Histoire de Tourbillon is one of the most technical watch series by Harry Winston, and it may continue even beyond this piece, number 6 in the series. The other Harry Winston series that intrigues watch-lovers all over the world, Opus, will possibly see the latest Opus 14 launched before the end of the year (as announced at Baselworld 2015), in a fully-functional version, but for this we’ll have to wait and see. To return to Histoire de Tourbillon 6, this reflects the Swatch Group’s ownership of Harry Winston, because the watch inherits one of the complications that has become a trademark of another Swatch Group brand, Blancpain, namely the karrusel. This piece has two tourbillon-type regulators, a tri-axial tourbillon and a karrusel, each with its own movement, dial, power reserve indicator, and characteristic colour, yellow/orange and blue respectively. Everything about it expresses the piece’s bulging complexity: just by way of example, the watch has 90 jewels.
Multi-lobed case, complex dial
The case is massive, 55 mm x 49 mm considering the edges of the bezel, 64 mm width from one crown to another, and 21.8 mm thick. The brand says that it is a comfortable fit thanks to the ergonomic lugs, and its relatively low weight, achieved by using titanium for mainplate and bridges. The case is in a white gold-palladium alloy with a matt brushed silvery sheen, contrasting with the black NAC-coated dial and movement. It has a sapphire caseback and a water resistance of 30 metres.
The tri-axial tourbillon is at bottom left, and it is supremely complicated, with 141 components and a total weight of 1.85 grams. Its inner cage carrying the balance wheel (which runs at 3 Hertz, 21,600 vph) performs one revolution every 45 seconds, inside a second cage that rotates around the vertical axis in 75 seconds, in turn inside a third, spherical cage that revolves once in 300 seconds, 5 minutes. This slowest-moving cage has an orange indicator that can be read off the seconds scale on the case around the sapphire crystal dome. This tourbillon is the regulator for the top left hour and minute display, with hands in the same yellow as the seconds indicator. Hands are coated with orange-glowing SuperLuminova.
The karrusel (or carrousel), basically another type of tourbillon regulator, is at top right, with a revolution time of 30 seconds. It is made from 100 components and weighs a total of 0.697 grams. It is linked to the second time display at top right, with blue hands and hour markings, and it is totally independent of the other time display (the reason for the two crowns), so that it can be used to display a second time zone, adjusting it using the right-hand crown.

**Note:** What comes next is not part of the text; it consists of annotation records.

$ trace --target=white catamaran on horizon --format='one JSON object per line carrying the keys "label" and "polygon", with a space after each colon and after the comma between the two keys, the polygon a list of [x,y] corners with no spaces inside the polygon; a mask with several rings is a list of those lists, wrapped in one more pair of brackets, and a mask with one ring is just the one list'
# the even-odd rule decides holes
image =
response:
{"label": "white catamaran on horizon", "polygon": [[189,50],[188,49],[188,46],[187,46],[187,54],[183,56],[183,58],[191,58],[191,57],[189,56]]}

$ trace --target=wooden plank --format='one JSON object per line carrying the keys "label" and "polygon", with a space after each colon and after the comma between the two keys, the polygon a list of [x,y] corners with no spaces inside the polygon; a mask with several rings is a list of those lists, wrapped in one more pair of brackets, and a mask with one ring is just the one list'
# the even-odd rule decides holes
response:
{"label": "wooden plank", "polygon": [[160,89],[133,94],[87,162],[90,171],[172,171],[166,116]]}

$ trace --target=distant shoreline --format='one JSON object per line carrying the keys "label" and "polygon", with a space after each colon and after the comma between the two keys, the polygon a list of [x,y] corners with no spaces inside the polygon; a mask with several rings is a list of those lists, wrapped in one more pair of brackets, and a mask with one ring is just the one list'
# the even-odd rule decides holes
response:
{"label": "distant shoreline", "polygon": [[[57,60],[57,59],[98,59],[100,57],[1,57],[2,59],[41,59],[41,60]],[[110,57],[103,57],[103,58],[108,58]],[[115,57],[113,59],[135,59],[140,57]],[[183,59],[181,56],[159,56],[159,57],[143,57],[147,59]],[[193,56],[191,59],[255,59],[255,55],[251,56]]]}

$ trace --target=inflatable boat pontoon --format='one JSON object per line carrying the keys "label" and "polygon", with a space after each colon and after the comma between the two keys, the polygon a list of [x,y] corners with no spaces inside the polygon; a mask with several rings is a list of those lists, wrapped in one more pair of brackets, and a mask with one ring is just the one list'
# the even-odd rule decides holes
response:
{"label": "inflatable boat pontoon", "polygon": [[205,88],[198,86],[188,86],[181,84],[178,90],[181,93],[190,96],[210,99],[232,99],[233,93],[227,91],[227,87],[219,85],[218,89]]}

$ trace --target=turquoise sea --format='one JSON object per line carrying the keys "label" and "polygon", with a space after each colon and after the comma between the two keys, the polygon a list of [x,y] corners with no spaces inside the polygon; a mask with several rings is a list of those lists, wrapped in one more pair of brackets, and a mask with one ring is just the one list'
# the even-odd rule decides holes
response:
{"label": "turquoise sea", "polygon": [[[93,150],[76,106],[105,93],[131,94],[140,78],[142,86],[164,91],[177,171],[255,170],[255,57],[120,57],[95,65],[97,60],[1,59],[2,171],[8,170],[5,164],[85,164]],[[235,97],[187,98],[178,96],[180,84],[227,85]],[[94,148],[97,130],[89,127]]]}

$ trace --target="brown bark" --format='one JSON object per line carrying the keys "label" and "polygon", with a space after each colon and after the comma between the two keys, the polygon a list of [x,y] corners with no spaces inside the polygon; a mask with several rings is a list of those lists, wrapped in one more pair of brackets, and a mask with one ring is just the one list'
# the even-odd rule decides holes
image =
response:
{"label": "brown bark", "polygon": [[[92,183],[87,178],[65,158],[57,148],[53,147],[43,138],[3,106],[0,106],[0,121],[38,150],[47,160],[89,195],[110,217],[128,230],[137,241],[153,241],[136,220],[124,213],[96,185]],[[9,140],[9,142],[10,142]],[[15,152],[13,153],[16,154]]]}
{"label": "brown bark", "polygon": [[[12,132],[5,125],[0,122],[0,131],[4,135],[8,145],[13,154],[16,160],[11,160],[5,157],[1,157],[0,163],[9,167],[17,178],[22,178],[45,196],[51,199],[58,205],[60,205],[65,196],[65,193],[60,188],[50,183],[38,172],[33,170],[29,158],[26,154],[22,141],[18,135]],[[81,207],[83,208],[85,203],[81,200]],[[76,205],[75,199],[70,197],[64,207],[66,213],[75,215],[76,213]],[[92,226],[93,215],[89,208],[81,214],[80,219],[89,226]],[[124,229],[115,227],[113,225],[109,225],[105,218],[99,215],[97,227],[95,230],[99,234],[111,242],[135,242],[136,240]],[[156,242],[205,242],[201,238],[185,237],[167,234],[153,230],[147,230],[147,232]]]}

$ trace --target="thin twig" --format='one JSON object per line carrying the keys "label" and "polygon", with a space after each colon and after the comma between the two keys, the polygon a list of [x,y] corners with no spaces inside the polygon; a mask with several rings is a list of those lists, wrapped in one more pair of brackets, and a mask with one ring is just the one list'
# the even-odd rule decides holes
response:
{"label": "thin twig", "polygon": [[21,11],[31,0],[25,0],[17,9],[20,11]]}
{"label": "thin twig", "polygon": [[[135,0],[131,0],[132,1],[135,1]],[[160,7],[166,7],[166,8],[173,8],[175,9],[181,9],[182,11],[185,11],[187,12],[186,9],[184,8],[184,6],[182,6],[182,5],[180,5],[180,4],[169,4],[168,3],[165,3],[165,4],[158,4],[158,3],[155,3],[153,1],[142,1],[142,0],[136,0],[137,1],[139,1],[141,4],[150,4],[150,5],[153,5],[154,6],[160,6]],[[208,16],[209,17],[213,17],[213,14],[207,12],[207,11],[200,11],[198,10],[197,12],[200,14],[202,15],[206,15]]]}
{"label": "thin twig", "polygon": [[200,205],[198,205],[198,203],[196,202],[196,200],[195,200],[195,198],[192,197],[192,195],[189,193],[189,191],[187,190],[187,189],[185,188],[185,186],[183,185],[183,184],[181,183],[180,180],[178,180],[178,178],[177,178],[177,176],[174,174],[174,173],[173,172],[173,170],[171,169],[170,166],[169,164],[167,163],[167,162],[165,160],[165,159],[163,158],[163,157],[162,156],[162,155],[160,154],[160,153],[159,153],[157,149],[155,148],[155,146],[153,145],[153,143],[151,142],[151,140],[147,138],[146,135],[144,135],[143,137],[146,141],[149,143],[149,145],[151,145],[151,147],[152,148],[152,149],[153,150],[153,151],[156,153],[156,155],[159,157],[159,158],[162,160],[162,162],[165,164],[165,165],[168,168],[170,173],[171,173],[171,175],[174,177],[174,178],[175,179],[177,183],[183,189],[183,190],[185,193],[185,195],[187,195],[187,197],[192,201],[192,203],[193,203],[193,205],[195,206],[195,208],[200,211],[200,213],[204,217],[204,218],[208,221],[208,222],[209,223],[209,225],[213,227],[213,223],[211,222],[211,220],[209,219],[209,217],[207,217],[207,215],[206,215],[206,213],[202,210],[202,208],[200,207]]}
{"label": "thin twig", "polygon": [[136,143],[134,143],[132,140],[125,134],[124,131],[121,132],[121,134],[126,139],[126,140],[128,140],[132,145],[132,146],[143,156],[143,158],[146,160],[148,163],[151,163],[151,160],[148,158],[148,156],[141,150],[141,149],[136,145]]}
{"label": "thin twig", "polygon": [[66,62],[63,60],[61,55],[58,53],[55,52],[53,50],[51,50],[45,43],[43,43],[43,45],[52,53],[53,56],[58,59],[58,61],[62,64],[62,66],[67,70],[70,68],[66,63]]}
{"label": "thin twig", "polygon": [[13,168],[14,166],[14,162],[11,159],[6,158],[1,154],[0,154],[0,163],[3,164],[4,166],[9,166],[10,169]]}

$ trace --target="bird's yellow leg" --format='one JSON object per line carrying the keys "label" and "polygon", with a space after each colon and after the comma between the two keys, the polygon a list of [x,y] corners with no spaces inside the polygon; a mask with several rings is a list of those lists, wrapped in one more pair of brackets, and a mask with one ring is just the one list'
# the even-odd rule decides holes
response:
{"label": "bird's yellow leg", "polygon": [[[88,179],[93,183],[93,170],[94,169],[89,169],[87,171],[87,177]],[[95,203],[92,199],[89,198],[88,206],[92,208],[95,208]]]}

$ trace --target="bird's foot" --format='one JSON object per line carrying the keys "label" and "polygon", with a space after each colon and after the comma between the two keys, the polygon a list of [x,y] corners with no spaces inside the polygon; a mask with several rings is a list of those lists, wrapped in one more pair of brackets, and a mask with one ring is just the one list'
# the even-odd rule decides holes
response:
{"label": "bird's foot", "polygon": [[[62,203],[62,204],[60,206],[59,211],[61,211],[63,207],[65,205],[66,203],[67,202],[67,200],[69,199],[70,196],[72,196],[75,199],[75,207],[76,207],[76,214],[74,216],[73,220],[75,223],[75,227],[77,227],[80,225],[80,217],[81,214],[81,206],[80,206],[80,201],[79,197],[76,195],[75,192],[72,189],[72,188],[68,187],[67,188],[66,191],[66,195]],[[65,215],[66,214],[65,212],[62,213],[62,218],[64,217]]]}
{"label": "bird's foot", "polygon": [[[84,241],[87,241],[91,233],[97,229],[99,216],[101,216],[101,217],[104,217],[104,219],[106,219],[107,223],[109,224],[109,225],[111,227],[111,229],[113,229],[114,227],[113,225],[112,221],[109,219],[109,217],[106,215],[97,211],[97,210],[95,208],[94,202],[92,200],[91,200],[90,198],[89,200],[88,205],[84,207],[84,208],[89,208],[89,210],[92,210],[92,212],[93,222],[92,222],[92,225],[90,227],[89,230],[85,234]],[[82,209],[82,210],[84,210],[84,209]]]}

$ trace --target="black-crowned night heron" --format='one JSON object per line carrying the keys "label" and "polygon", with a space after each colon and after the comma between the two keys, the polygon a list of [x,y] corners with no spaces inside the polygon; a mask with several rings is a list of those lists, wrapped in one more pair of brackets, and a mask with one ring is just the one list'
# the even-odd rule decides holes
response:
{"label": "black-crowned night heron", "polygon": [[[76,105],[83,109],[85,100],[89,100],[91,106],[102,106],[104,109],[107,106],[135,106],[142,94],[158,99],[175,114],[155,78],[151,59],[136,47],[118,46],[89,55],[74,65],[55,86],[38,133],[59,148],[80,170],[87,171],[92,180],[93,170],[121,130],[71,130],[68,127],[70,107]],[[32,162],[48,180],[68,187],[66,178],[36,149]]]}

It can also be used as a chronograph measuring hours and minutes, with a blue ceramic pusher at 2 o’clock that blocks the balance, resets the hands to zero, and starts the movement. The karussel movement can also simply be left switched off. Its balance runs at 3 Hertz, 21,600 vph.
The patented HW4701 movement is manually-wound, and powered by two sets of fast-rotating twin barrels that provide regular torque, helping to improve accuracy. It has a total of 683 components, as can be expected: this thing is like two complication watches in one. The other dial indications are the 80-hour power reserve indicator (hand with yellow coating) for the tourbillon movement, and another power reserve indicator (hand with blue coating) for the karrusel movement (70 hours reserve), for which there is also a movement operating indicator in the form of a small disc with a blue dot.
What seems to be a pusher on the caseband below the crown on the left-hand side of the watch is probably just a crown protector.
Reference
The Histoire de Tourbillon 6 is a limited edition of 20, reference HCOMTT55WW001. It will be available from October 2015, price on request.